问题
RapidXML is one of the available libraries for parsing XML in c++. For getting the values, we can use something like:
node->first_node("xmlnode")->value()
This command returns a char* data type. Is there any way to read the value as Unicode so I can assign it in a WCHAR or wstring variable?
回答1:
From the manual
RapidXml is character type agnostic, and can work both with narrow and wide characters. Current version does not fully support UTF-16 or UTF-32, so use of wide characters is somewhat incapacitated.
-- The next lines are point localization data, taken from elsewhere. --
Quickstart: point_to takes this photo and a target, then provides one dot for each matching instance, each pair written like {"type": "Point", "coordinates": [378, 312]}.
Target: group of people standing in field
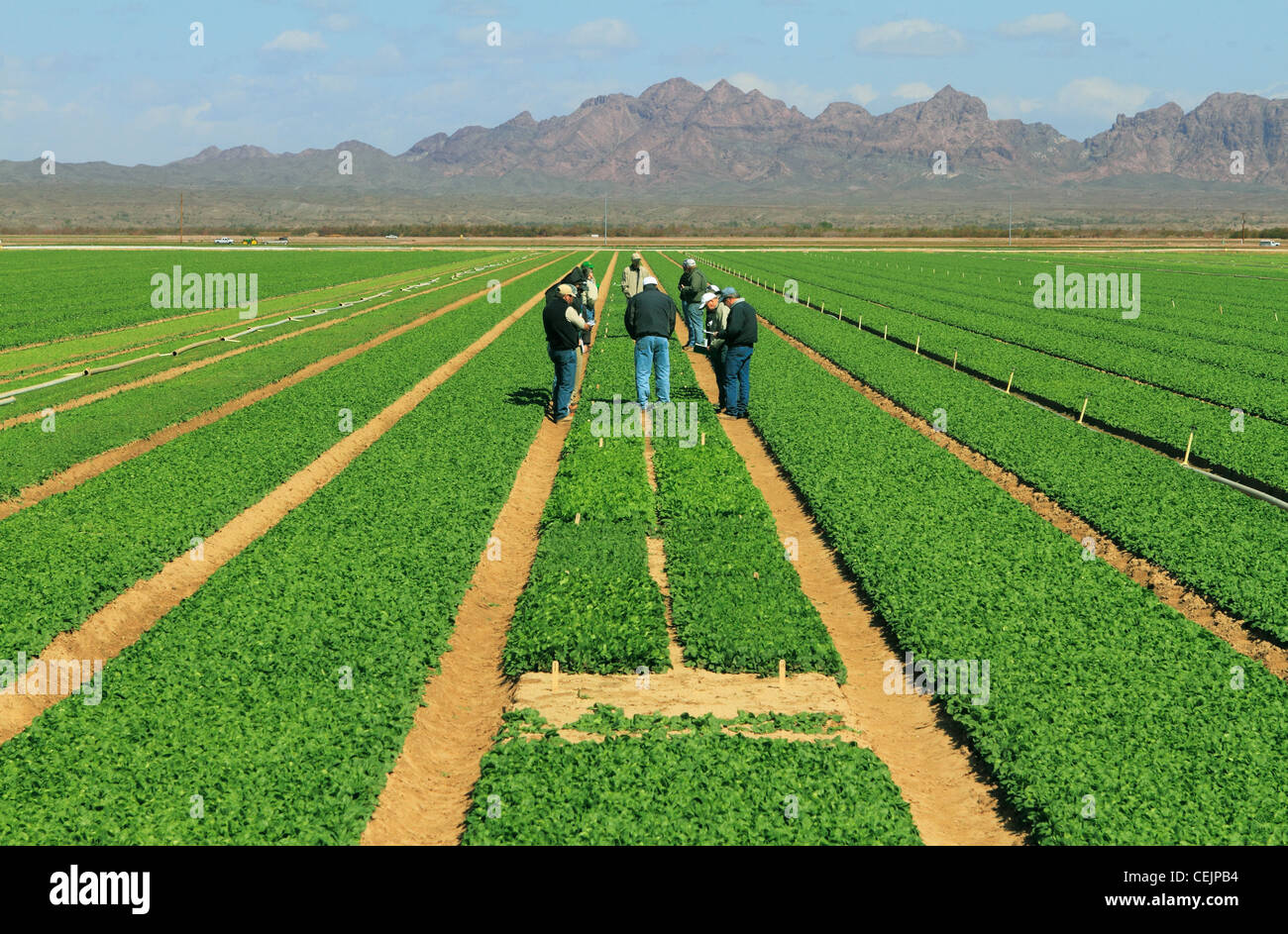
{"type": "Point", "coordinates": [719, 322]}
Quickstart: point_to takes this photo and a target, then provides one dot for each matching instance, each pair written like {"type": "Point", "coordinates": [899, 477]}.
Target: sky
{"type": "Point", "coordinates": [128, 81]}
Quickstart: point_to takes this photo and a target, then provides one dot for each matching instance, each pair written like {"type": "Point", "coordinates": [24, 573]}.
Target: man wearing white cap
{"type": "Point", "coordinates": [694, 283]}
{"type": "Point", "coordinates": [632, 277]}
{"type": "Point", "coordinates": [651, 321]}
{"type": "Point", "coordinates": [563, 330]}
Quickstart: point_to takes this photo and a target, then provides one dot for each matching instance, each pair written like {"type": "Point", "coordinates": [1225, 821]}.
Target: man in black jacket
{"type": "Point", "coordinates": [651, 321]}
{"type": "Point", "coordinates": [739, 341]}
{"type": "Point", "coordinates": [563, 330]}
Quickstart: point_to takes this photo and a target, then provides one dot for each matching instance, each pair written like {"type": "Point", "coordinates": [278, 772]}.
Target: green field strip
{"type": "Point", "coordinates": [30, 454]}
{"type": "Point", "coordinates": [735, 596]}
{"type": "Point", "coordinates": [236, 696]}
{"type": "Point", "coordinates": [1215, 540]}
{"type": "Point", "coordinates": [72, 553]}
{"type": "Point", "coordinates": [1095, 688]}
{"type": "Point", "coordinates": [67, 292]}
{"type": "Point", "coordinates": [166, 337]}
{"type": "Point", "coordinates": [590, 603]}
{"type": "Point", "coordinates": [1257, 454]}
{"type": "Point", "coordinates": [656, 784]}
{"type": "Point", "coordinates": [1163, 364]}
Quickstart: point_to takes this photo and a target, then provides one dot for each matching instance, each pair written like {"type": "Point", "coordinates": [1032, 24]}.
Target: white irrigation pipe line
{"type": "Point", "coordinates": [9, 394]}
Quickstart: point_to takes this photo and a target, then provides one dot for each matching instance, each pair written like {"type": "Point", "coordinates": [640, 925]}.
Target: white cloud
{"type": "Point", "coordinates": [172, 116]}
{"type": "Point", "coordinates": [296, 40]}
{"type": "Point", "coordinates": [862, 93]}
{"type": "Point", "coordinates": [910, 38]}
{"type": "Point", "coordinates": [1009, 107]}
{"type": "Point", "coordinates": [1038, 25]}
{"type": "Point", "coordinates": [600, 38]}
{"type": "Point", "coordinates": [915, 90]}
{"type": "Point", "coordinates": [1102, 97]}
{"type": "Point", "coordinates": [339, 22]}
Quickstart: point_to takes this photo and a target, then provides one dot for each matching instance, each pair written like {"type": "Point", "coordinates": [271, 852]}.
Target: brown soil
{"type": "Point", "coordinates": [428, 792]}
{"type": "Point", "coordinates": [165, 375]}
{"type": "Point", "coordinates": [88, 469]}
{"type": "Point", "coordinates": [117, 625]}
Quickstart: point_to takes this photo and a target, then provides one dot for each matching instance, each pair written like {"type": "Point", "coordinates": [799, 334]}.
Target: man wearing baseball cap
{"type": "Point", "coordinates": [692, 285]}
{"type": "Point", "coordinates": [739, 338]}
{"type": "Point", "coordinates": [563, 330]}
{"type": "Point", "coordinates": [651, 321]}
{"type": "Point", "coordinates": [632, 277]}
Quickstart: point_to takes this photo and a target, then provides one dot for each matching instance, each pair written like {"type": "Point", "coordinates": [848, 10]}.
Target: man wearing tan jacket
{"type": "Point", "coordinates": [632, 277]}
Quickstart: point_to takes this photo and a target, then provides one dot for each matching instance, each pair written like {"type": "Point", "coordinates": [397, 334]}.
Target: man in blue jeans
{"type": "Point", "coordinates": [739, 339]}
{"type": "Point", "coordinates": [651, 321]}
{"type": "Point", "coordinates": [563, 330]}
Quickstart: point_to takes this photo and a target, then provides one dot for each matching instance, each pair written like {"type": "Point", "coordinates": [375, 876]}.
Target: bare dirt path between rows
{"type": "Point", "coordinates": [428, 793]}
{"type": "Point", "coordinates": [88, 469]}
{"type": "Point", "coordinates": [172, 317]}
{"type": "Point", "coordinates": [1190, 604]}
{"type": "Point", "coordinates": [935, 771]}
{"type": "Point", "coordinates": [165, 375]}
{"type": "Point", "coordinates": [117, 625]}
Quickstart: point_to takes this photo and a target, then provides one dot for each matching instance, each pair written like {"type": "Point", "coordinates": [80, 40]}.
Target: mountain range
{"type": "Point", "coordinates": [679, 144]}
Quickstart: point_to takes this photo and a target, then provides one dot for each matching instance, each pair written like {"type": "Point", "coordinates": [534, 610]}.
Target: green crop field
{"type": "Point", "coordinates": [1000, 553]}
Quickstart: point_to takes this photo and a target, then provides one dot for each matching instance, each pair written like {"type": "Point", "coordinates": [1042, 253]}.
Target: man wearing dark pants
{"type": "Point", "coordinates": [651, 321]}
{"type": "Point", "coordinates": [563, 330]}
{"type": "Point", "coordinates": [739, 338]}
{"type": "Point", "coordinates": [713, 318]}
{"type": "Point", "coordinates": [692, 285]}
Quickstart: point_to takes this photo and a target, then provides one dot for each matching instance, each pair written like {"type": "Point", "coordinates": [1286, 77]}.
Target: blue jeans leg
{"type": "Point", "coordinates": [566, 375]}
{"type": "Point", "coordinates": [643, 368]}
{"type": "Point", "coordinates": [738, 379]}
{"type": "Point", "coordinates": [717, 363]}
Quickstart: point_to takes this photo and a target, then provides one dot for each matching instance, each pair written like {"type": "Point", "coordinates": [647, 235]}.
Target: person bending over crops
{"type": "Point", "coordinates": [632, 277]}
{"type": "Point", "coordinates": [739, 338]}
{"type": "Point", "coordinates": [651, 321]}
{"type": "Point", "coordinates": [563, 331]}
{"type": "Point", "coordinates": [715, 318]}
{"type": "Point", "coordinates": [694, 283]}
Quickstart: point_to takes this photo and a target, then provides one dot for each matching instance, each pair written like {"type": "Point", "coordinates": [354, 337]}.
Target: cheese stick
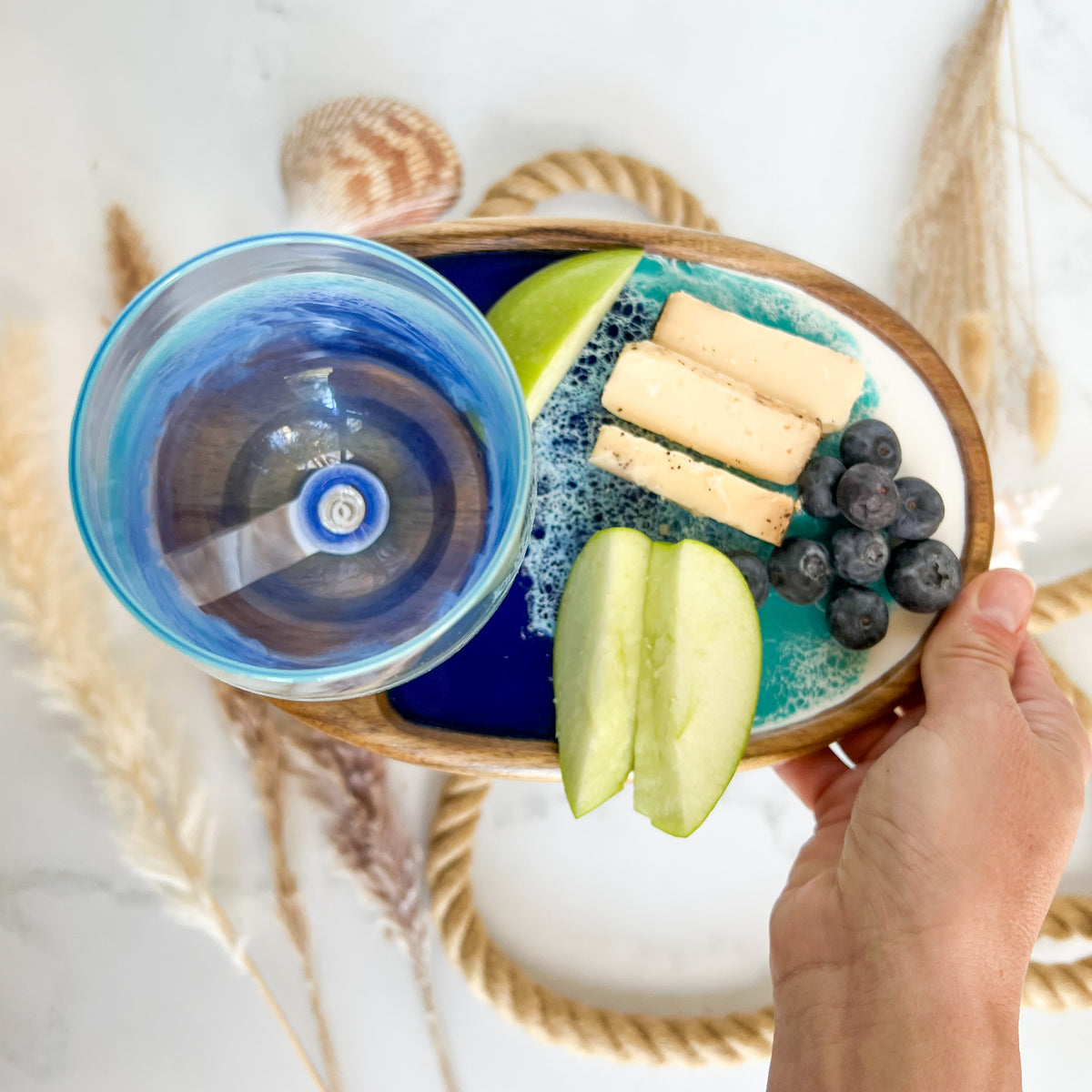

However, it should succesfully parse wchar_t strings containing UTF-16 or UTF-32 if endianness of the data matches that of the machine.
so I just use the following:
#include <rapidxml/rapidxml.hpp>
typedef rapidxml::xml_node<wchar_t> const * xml_node_cptr;
typedef rapidxml::xml_node<wchar_t> * xml_node_ptr;
typedef rapidxml::xml_attribute<wchar_t> const * xml_attribute_cptr;
typedef rapidxml::xml_attribute<wchar_t> * xml_attribute_ptr;
typedef rapidxml::xml_document<wchar_t> xml_doc;
Note that if you do this, all parameters will be wchar_t, so the call to first_node() also needs to wchar_t. i.e.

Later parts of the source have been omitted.